Friday 22 June 2012

Base London: converting London's waste inputs into valuable outputs

The afternoon saw an interesting session for me, which might have been better attended. The main messages which grabbed my personal attention were that recyclates are traded on global markets and will go to the destination where they can command the highest price, and that the export of RDF is undermining the case for investment in UK infrastructure.
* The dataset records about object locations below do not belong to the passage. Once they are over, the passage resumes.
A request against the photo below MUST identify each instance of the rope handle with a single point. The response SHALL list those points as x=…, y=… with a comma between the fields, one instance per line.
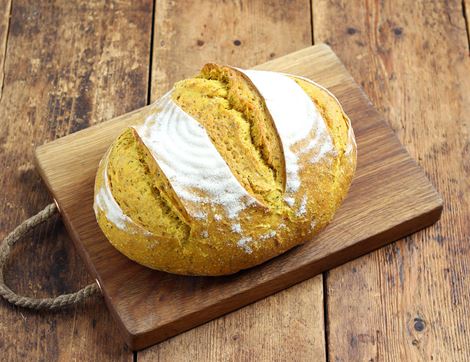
x=29, y=302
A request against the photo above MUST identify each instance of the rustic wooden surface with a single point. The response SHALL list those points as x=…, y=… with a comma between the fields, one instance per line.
x=409, y=301
x=433, y=269
x=154, y=306
x=66, y=66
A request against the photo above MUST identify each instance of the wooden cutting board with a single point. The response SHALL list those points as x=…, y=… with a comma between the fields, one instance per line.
x=390, y=197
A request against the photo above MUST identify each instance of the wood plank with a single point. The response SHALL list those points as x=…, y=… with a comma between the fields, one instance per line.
x=243, y=33
x=152, y=306
x=466, y=14
x=408, y=301
x=283, y=327
x=67, y=65
x=187, y=35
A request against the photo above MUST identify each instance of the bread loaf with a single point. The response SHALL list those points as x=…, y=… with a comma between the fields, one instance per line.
x=227, y=170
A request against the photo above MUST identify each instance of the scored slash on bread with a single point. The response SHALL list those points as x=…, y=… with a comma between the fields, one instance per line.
x=230, y=169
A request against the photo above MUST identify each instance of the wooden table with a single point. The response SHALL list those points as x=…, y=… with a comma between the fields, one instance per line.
x=67, y=65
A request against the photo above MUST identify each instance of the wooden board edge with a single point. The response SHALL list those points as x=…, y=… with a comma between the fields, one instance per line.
x=41, y=150
x=139, y=340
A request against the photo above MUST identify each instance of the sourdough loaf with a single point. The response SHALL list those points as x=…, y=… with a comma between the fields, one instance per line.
x=227, y=170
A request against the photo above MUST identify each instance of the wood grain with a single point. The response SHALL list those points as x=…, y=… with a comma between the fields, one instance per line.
x=152, y=306
x=288, y=325
x=242, y=33
x=408, y=301
x=66, y=65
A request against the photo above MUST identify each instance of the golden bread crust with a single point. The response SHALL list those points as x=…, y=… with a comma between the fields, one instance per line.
x=160, y=232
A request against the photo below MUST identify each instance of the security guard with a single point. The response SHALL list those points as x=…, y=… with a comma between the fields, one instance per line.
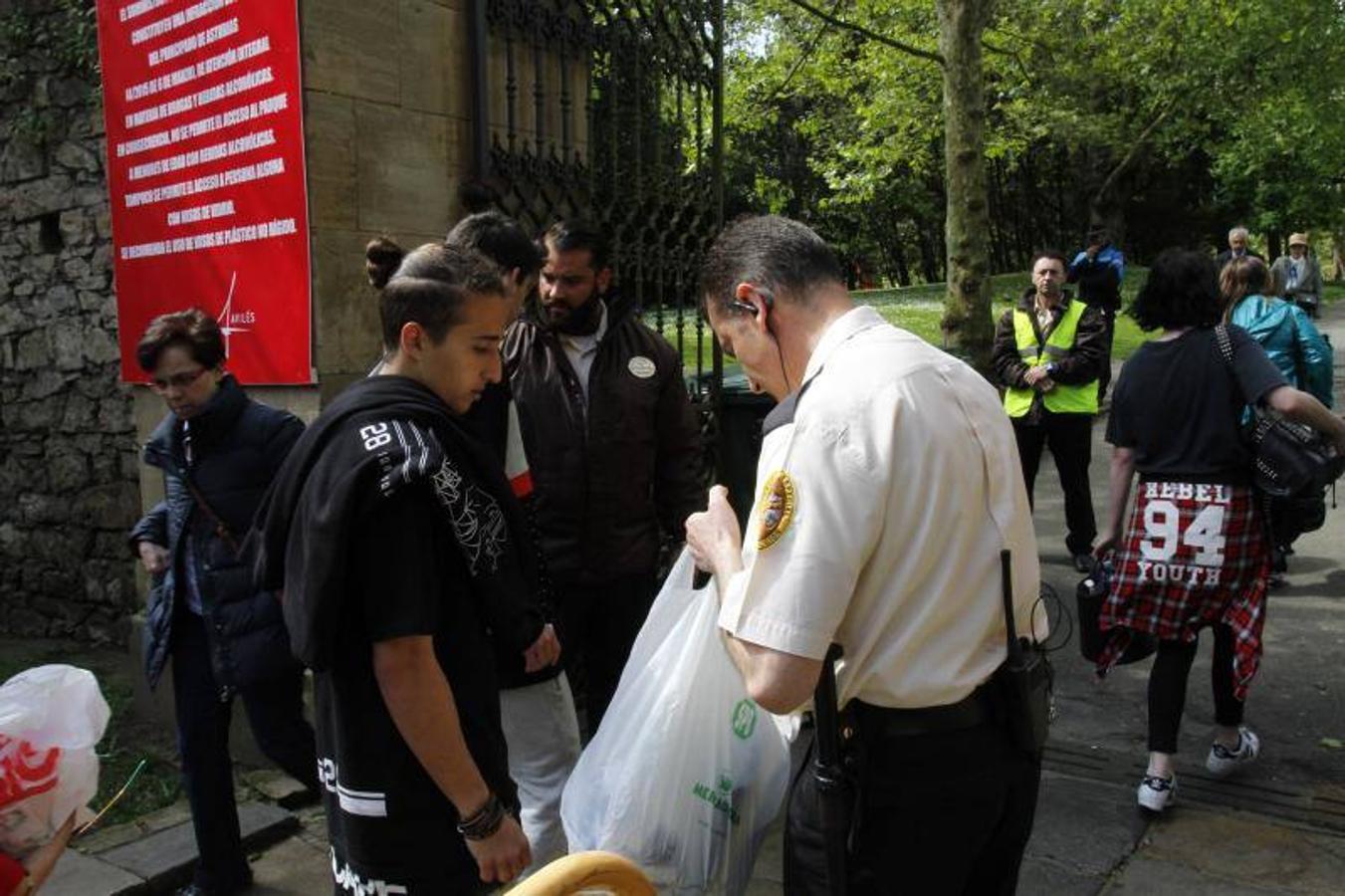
x=1046, y=355
x=886, y=490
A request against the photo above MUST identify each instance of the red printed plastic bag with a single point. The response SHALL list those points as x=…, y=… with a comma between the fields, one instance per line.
x=52, y=717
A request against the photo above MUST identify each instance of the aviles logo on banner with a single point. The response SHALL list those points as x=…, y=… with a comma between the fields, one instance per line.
x=206, y=175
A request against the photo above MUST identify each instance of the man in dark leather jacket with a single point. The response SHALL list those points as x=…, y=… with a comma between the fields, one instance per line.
x=613, y=450
x=218, y=451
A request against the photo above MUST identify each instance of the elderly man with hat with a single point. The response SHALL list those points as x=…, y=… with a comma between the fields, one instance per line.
x=1299, y=275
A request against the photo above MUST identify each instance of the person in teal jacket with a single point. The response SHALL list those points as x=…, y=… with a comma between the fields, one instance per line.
x=1280, y=328
x=1292, y=343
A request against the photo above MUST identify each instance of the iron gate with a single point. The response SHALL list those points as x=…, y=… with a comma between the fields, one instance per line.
x=611, y=112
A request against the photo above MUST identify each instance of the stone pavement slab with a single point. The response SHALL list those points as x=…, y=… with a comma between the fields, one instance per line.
x=80, y=875
x=1083, y=830
x=1247, y=850
x=164, y=858
x=292, y=868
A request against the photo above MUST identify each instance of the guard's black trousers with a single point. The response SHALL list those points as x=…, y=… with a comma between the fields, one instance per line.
x=936, y=814
x=1069, y=439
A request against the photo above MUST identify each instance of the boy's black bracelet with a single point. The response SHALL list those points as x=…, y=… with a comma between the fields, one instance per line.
x=485, y=821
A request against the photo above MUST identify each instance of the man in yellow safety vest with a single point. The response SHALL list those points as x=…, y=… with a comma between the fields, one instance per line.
x=1048, y=354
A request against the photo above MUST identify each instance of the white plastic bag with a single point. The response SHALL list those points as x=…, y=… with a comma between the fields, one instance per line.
x=52, y=717
x=686, y=773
Recyclate markets which currently command the highest price are in Asia. For me, this is the fundamental issue around the recyclate quality debate. It shouldn't really be framed as a 'quality' issue at all but as a 'price' issue. The simple (and possibly sad) fact is that domestic reprocessors can't afford to pay the same prices for material of equivalent quality that their overseas competitors can. This can largely be attributed to the fact that domestic reprocessors have a much higher cost base, particularly for energy. Given that it is government policy to push up future energy prices, this is an issue which won't go away for reprocessors. Their best hope (in a competition for recyclate feedstock context) is to push an increasing proportion of recyclate sorting/processing costs back onto waste producers to offset their lack of international competitiveness in other areas. This is of course basically what their demands for material of higher 'quality' are all about.

The other concern which came across in the session was that the export of RDF is undermining investment in UK infrastructure. From a UK perspective, open markets and competition are generally always a good thing. For a waste producer, the presence of an export option will help to keep residual waste management costs down in a context where the landfill tax escalator is otherwise driving costs ever upwards.